If $\left(a , b\right)$ is a are the coordinates of a point in Cartesian Plane, $u$ is its magnitude and $\alpha$ is its angle then $\left(a , b\right)$ in Polar Form is written as $\left(u , \alpha\right)$.
Magnitude of a cartesian coordinates $\left(a , b\right)$ is given by$\sqrt{{a}^{2} + {b}^{2}}$ and its angle is given by ${\tan}^{-} 1 \left(\frac{b}{a}\right)$

Let $r$ be the magnitude of $\left(3 \sqrt{3} , - 3\right)$ and $\theta$ be its angle.
Magnitude of $\left(3 \sqrt{3} , - 3\right) = \sqrt{{\left(3 \sqrt{3}\right)}^{2} + {\left(- 3\right)}^{2}} = \sqrt{27 + 9} = \sqrt{36} = 6 = r$
Angle of $\left(3 \sqrt{3} , - 3\right) = T a {n}^{-} 1 \left(\frac{- 3}{3 \sqrt{3}}\right) = T a {n}^{-} 1 \left(- \frac{1}{\sqrt{3}}\right) = - \frac{\pi}{6}$

$\implies$ Angle of $\left(3 \sqrt{3} , - 3\right) = - \frac{\pi}{6}$

This is the angle in clockwise direction.
But since the point is in fourth quadrant so we have to add $2 \pi$ which will give us the angle in anti-clockwise direction.

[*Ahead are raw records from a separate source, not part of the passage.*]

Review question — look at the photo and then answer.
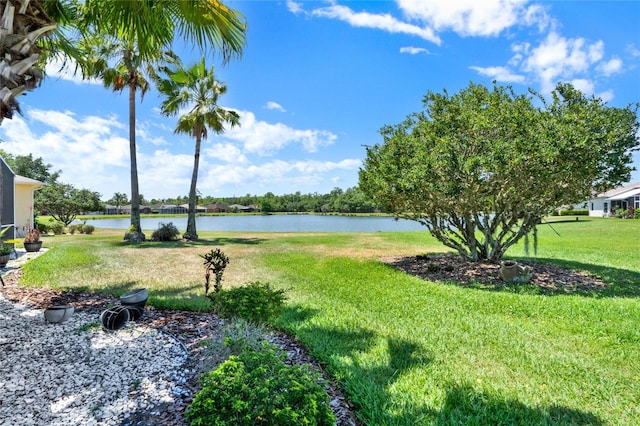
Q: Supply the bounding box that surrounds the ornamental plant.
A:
[185,343,336,426]
[208,281,286,324]
[200,248,229,295]
[24,229,40,243]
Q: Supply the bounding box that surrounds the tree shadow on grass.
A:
[110,237,267,249]
[279,306,604,426]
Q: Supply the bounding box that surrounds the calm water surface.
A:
[77,215,426,232]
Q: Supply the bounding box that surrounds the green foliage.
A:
[35,183,104,226]
[151,222,180,241]
[359,79,640,262]
[79,223,96,235]
[24,229,40,243]
[185,344,335,426]
[200,248,229,294]
[208,281,286,324]
[560,209,589,216]
[45,218,64,235]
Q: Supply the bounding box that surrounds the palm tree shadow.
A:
[279,306,604,426]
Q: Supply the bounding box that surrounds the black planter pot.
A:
[24,241,42,253]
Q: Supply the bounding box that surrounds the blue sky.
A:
[0,0,640,200]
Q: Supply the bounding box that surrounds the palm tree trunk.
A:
[183,131,202,241]
[124,79,145,243]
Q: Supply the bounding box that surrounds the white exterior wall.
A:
[14,176,42,238]
[587,198,611,217]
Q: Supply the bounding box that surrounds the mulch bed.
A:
[0,270,361,426]
[382,254,607,293]
[0,254,607,426]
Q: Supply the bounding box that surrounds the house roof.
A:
[13,175,44,189]
[598,182,640,200]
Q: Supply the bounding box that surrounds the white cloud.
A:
[596,90,614,102]
[469,67,525,83]
[400,46,431,55]
[224,111,338,155]
[0,109,361,199]
[396,0,548,36]
[287,0,303,14]
[512,31,604,92]
[198,159,362,193]
[571,78,595,95]
[202,143,249,164]
[598,58,622,77]
[265,101,286,112]
[304,4,441,45]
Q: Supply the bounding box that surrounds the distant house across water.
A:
[587,182,640,217]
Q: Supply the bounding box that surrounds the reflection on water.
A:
[76,215,426,232]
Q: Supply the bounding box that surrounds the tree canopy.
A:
[359,83,640,262]
[35,183,104,226]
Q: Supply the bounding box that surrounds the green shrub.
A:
[560,209,589,216]
[185,344,335,426]
[151,222,180,241]
[46,221,64,235]
[200,248,229,295]
[196,318,267,374]
[80,224,96,235]
[207,281,286,324]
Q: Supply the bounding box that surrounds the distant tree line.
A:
[116,187,380,213]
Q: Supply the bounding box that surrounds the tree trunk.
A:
[183,131,202,241]
[0,0,57,124]
[124,78,145,243]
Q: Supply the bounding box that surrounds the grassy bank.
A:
[17,218,640,425]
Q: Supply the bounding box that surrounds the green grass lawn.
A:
[15,218,640,425]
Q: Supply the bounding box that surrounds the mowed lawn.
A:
[22,218,640,425]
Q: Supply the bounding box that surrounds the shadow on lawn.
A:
[111,237,267,249]
[280,306,604,426]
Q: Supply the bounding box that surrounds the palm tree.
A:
[82,0,246,242]
[0,0,81,124]
[158,58,240,241]
[0,0,246,241]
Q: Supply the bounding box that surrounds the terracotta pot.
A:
[24,241,42,253]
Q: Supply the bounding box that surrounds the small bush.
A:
[151,222,180,241]
[80,224,96,235]
[185,344,335,426]
[560,209,589,216]
[207,281,286,324]
[46,221,64,235]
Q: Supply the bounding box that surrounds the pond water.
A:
[75,214,426,232]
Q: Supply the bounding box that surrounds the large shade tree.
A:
[158,58,240,240]
[82,0,246,241]
[359,84,640,262]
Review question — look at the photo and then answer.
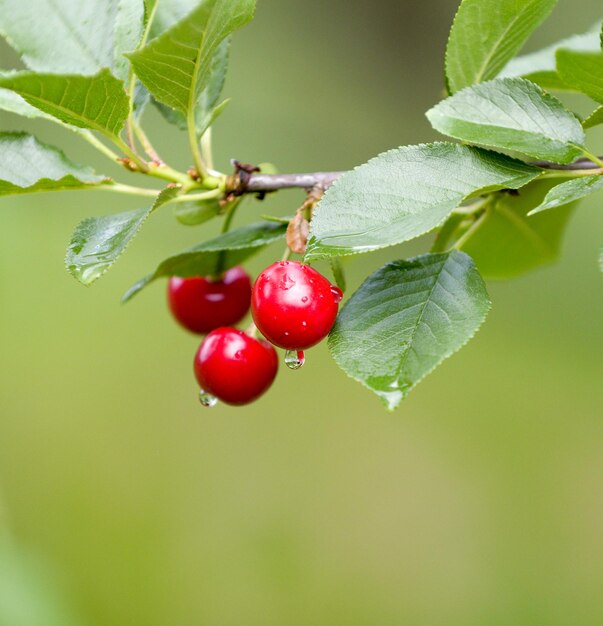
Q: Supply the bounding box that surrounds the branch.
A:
[226,157,603,196]
[226,170,346,196]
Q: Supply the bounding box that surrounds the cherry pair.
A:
[168,261,343,404]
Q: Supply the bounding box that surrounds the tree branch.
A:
[226,157,603,196]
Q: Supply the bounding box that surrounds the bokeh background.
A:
[0,0,603,626]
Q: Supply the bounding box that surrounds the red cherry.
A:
[194,328,278,405]
[168,267,251,335]
[251,261,343,350]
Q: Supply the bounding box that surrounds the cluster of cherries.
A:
[168,261,343,406]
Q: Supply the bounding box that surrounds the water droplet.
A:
[199,389,218,409]
[285,350,306,370]
[280,274,295,291]
[331,285,343,304]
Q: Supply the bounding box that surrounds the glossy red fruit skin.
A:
[167,267,251,335]
[251,261,343,350]
[194,328,278,405]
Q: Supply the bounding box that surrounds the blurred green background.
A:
[0,0,603,626]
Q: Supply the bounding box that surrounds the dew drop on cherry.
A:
[199,389,218,409]
[285,350,306,370]
[331,285,343,304]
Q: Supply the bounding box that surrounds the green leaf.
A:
[154,37,230,137]
[329,252,490,410]
[446,0,557,93]
[451,180,574,280]
[329,257,347,293]
[306,143,541,259]
[0,133,109,196]
[528,176,603,217]
[114,0,145,82]
[498,24,601,91]
[0,0,137,78]
[65,187,179,286]
[147,0,200,34]
[128,0,255,115]
[557,50,603,104]
[427,78,585,163]
[122,222,287,302]
[582,107,603,129]
[0,69,130,137]
[174,198,221,226]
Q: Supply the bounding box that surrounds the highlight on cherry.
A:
[173,260,343,408]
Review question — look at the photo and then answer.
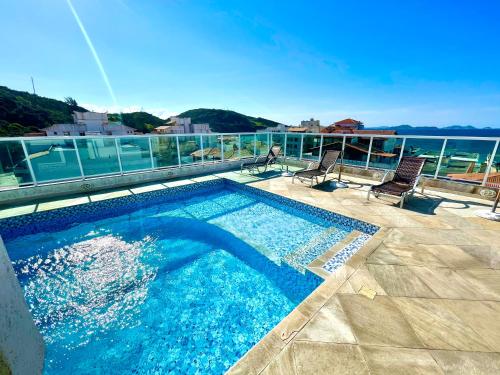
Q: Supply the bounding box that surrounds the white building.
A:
[42,111,135,136]
[153,117,210,134]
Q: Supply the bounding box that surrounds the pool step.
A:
[283,227,359,273]
[306,230,364,278]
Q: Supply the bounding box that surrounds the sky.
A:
[0,0,500,127]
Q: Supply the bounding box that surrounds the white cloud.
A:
[80,103,178,119]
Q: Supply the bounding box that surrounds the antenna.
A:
[31,77,36,95]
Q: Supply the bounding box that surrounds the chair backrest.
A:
[318,150,340,172]
[392,156,426,185]
[267,146,281,160]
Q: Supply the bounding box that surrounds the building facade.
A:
[153,117,211,134]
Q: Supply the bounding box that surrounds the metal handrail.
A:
[0,132,500,188]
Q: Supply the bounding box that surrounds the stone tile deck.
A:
[230,176,500,375]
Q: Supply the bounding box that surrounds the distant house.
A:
[322,118,364,134]
[153,117,211,134]
[41,111,135,136]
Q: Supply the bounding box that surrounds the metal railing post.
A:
[220,134,224,163]
[318,134,323,161]
[299,133,304,160]
[434,138,448,179]
[200,134,205,165]
[365,137,373,169]
[21,139,38,186]
[481,141,500,186]
[73,138,85,180]
[175,135,181,167]
[115,138,123,175]
[148,137,155,169]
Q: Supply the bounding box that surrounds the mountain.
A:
[178,108,278,133]
[365,125,500,137]
[0,86,86,136]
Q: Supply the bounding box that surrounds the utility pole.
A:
[31,77,36,95]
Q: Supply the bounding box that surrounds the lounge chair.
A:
[240,146,283,173]
[292,150,340,186]
[367,156,426,208]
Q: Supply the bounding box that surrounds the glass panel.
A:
[26,139,81,182]
[300,134,321,161]
[151,137,179,168]
[179,135,201,164]
[438,139,495,183]
[0,141,33,189]
[240,134,255,158]
[203,135,222,163]
[403,138,444,176]
[486,146,500,186]
[286,133,301,158]
[117,137,151,171]
[344,137,370,167]
[322,135,342,153]
[256,133,269,156]
[370,137,403,169]
[224,135,240,160]
[76,138,120,176]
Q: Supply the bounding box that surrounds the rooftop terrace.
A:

$\implies$ Angle of $\left(3 \sqrt{3} , - 3\right) = - \frac{\pi}{6} + 2 \pi = \frac{- \pi + 12 \pi}{6} = \frac{11 \pi}{6}$

$\implies$ Angle of $\left(3 \sqrt{3} , - 3\right) = \frac{11 \pi}{6} = \theta$

$\implies \left(3 \sqrt{3} , - 3\right) = \left(r , \theta\right) = \left(6 , \frac{11 \pi}{6}\right)$
$\implies \left(3 \sqrt{3} , - 3\right) = \left(6 , \frac{11 \pi}{6}\right)$
Note that the angle is given in radian measure.

Also the answer $\left(3 \sqrt{3} , - 3\right) = \left(6 , - \frac{\pi}{6}\right)$ is also correct.